Tapi pagi itu, Arya Widura yang tiba-tiba berdiri didepannya, membuatnya mau tak mau segan, dan berusaha bersikap dewasa. Berusaha untuk malu atas kelakuannya. Sambil seperti pura-pura kikuk. Tapi tetap saja yang keluar dari mulutnya adalah sebuah keluhan dan selalu menyalahkan keadaan apa yang diluar dirinya…
“..paman-paman sayalah yang membuat saya demikian..!” teriak Lesmana. Paman-paman yang dimaksud adalah para Kurawa. Mereka para Kurawa memang selalu memanjakan Lesmana, berjudi, mabuk-mabukan, main wanita, adalah kegiatan kesehariannya. Arya Widura tetap berdiri terdiam dengan tatapan mata wibawa menerawang jauh.
“..rama Duryudana juga keliru..! dia selalu mengungkung saya di istana! Tidak pernah saya merasakan hebatnya berkuda, berlatih pedang hanya di dalam istana melawan punggawa yang pura-pura..!” lanjut Lesmana.
Widura hanya terdiam, tapi kali ini sorot mata wibawanya memandang tajam ke arah kedua mata Lesmana. Membuat Lesmana kali ini grogi betulan. Tidak hanya sekedar pura-pura..
“..Sampai kapan kamu akan berlaku demikian, cucuku..?” terdengar suara berat dan tajam dari mulut Widura.

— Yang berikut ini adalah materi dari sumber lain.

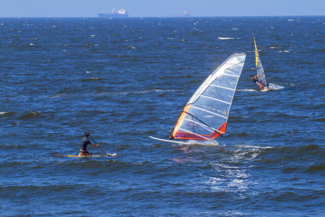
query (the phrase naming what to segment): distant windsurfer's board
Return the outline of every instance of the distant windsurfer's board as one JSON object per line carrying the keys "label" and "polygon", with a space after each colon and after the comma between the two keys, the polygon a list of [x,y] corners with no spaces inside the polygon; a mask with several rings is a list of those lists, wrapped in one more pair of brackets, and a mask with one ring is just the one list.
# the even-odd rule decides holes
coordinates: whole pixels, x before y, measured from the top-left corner
{"label": "distant windsurfer's board", "polygon": [[181,141],[175,141],[175,140],[169,140],[168,139],[159,139],[156,137],[153,137],[152,136],[149,136],[151,139],[155,139],[156,140],[161,141],[161,142],[168,142],[169,143],[175,143],[180,144],[181,145],[187,145],[188,143],[186,142],[182,142]]}
{"label": "distant windsurfer's board", "polygon": [[110,154],[110,155],[90,155],[90,156],[85,156],[83,155],[81,156],[79,156],[78,155],[67,155],[67,157],[75,157],[76,158],[82,158],[84,157],[112,157],[112,156],[116,156],[116,153],[113,154]]}
{"label": "distant windsurfer's board", "polygon": [[262,92],[266,92],[267,91],[269,91],[269,90],[271,90],[272,89],[273,89],[273,88],[274,88],[274,87],[276,87],[276,85],[274,85],[274,86],[272,86],[270,88],[266,88],[266,89],[263,89],[263,90],[261,90]]}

Kata-kata yang tampaknya sederhana tapi terlihat membuat Lesmana gemetaran. “..Sampai kapan kamu akan menyalahkan keadaanmu, mengutuki takdirmu, menyalahkan orang-orang disekitarmu atas keadaanmu..!” lanjut Widura. “..Ketahuilah, cucuku.., hanya dirimulah yang mampu merubah keadaanmu, hanya dari dirimu sendirilah yang bisa berkata tidak dan melepaskan semua yang tidak baik dari dirimu untuk bangkit berdiri mulai melakukan hal-hal yang terpuji..”
Ya,.. ketika kita ingin berubah, hanya diri kita sendirilah yang seharusnya menjadi agen perubahan itu. Tidak perlu menunggu perintah orang lain, tidak perlu menunggu keadaan memungkinkan, tidak perlu menunggu saat yang tepat. Katakan tidak, sekarang juga! Bila ada orang menawarkan suap. Tidak perlu gengsi untuk memulai membuang sampah hanya pada tempatnya, adalah salah satu misal. Legenda mencatat bahwa Lesmana ternyata tidak mampu juga merubah dirinya bahkan sampai ajal menjemputnya. Tidak ada yang ditinggalkannya, kecuali rasa sesal semua orang atas keberadaannya.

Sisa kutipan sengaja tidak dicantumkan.